Question

How many license plates can you build with 3 letters and 3 numbers with repetitions? You also need the additive principle.

Answer 1

26*26*26*10*10*10
26 possible letters, 10 possible numbers.
You can start with 26 different letters. For each, the next can be 26 different letters. For each of those, 26 possible letters.
Then, for each of those, 10 possible numbers and so on

Answer 2

26*26*26*10*10*10
26 possible letters, 10 possible numbers.
You can start with 26 different letters. For each, the next can be 26 different letters. For each of those, 26 possible letters.
Then, for each of those, 10 possible numbers and so on

Answer 3

that cant be right because there are only 3 letters and 3 numbers

Answer 4

then you need to calculate possible ordering and remove new orders that duplicate. Try it and post if you get stuck

Answer 5

where is the 26 and 10 coming from

Answer 6

26 letters in the alphabet, 10 different digits

Answer 7

you can only use 3 letters


and 3 numbers

Answer 8

it doesnt say 26 numbers

Answer 9

26 letters

Answer 10

I think that means 3 of the characters on the plates are letters, and there are 26 different choices for each letter slot.

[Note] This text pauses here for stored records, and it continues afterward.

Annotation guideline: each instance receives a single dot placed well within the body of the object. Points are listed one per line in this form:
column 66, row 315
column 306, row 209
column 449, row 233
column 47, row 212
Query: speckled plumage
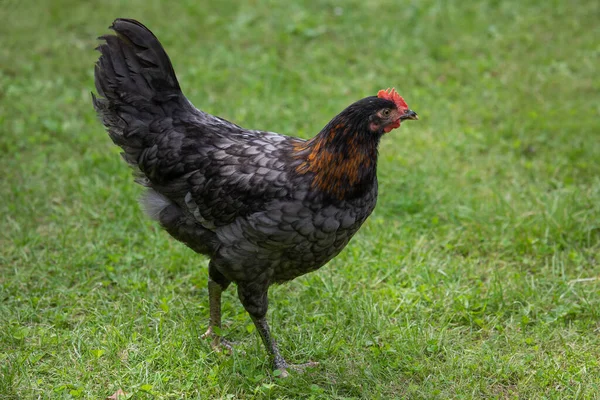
column 266, row 208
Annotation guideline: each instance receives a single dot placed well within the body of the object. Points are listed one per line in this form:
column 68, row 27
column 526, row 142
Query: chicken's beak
column 409, row 114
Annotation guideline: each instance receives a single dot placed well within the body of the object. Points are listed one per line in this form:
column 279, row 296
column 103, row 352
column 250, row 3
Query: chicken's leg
column 257, row 305
column 216, row 284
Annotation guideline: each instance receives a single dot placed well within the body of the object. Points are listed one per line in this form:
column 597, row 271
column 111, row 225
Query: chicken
column 264, row 207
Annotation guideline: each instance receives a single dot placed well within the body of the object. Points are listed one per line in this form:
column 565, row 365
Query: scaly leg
column 216, row 284
column 256, row 304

Maybe I'm misunderstanding, but that is what the question would normally ask

Answer 11

How many license plates can you build with 3 letters and three numbers with repetiion

Answer 12

so im thinkink its sayying like letters {a,b,c} and numbers {1,2,3}

Answer 13

so MKV123 is 3 of each, but so is JHC567. Both are 3 of each, as is 1T2U4B

Answer 14

no

Answer 15

the 26*26*26 thing was right

Answer 16

but i have to use the additive princible

Answer 17

yeah, because you can start with a letter or a number which increases the permutations, then reduce that for the reorderings that end up duplicating a permutation

Answer 18

can you show me how to do it im not understanding what to do

Answer 19

so in your book, you have stuff like 3P26, 10C12 and that sort of thing.
the 26 P 3 rather... 26 things taken 3 at a time. There will be a formula with it

Answer 20

but we can have repeats, so we are really using 26 P 1 three times

Answer 21

which gives us the 26*26*26

Answer 22

yeah i figured that out im not sure where to go from there

Answer 23

so you do 26*26*26*10*10*10 first. Then we can start with any of the three letters or numbers, yes? So 6 choices, then 5 for the next slot, 4 choices for the third slot and so on, and that ends up being 6! which we multiply our already big number by

Answer 24

We would be done here except that we don't want to double count duplicates.
if I have WWC567 and I swap the two Ws, then I don't actually have a new license number

Answer 25

So we need to figure out how many times that happens

Answer 26

For any given arrangement, only swapping around letters or numbers with the same type could duplicate us. If I swap a letter and a number, I'm going to have a new arrangement.

Answer 27

Is there anyone else that can jump in here? I need to run. I didn't think this would take a while.

Answer 28

This bit is where you use the combinations formulas to eliminate repeats

Answer 29

I'm sorry, I have to meet friends in 10 minutes. Reread the examples in your book and see how far you get. Hopefully someone else will jump in!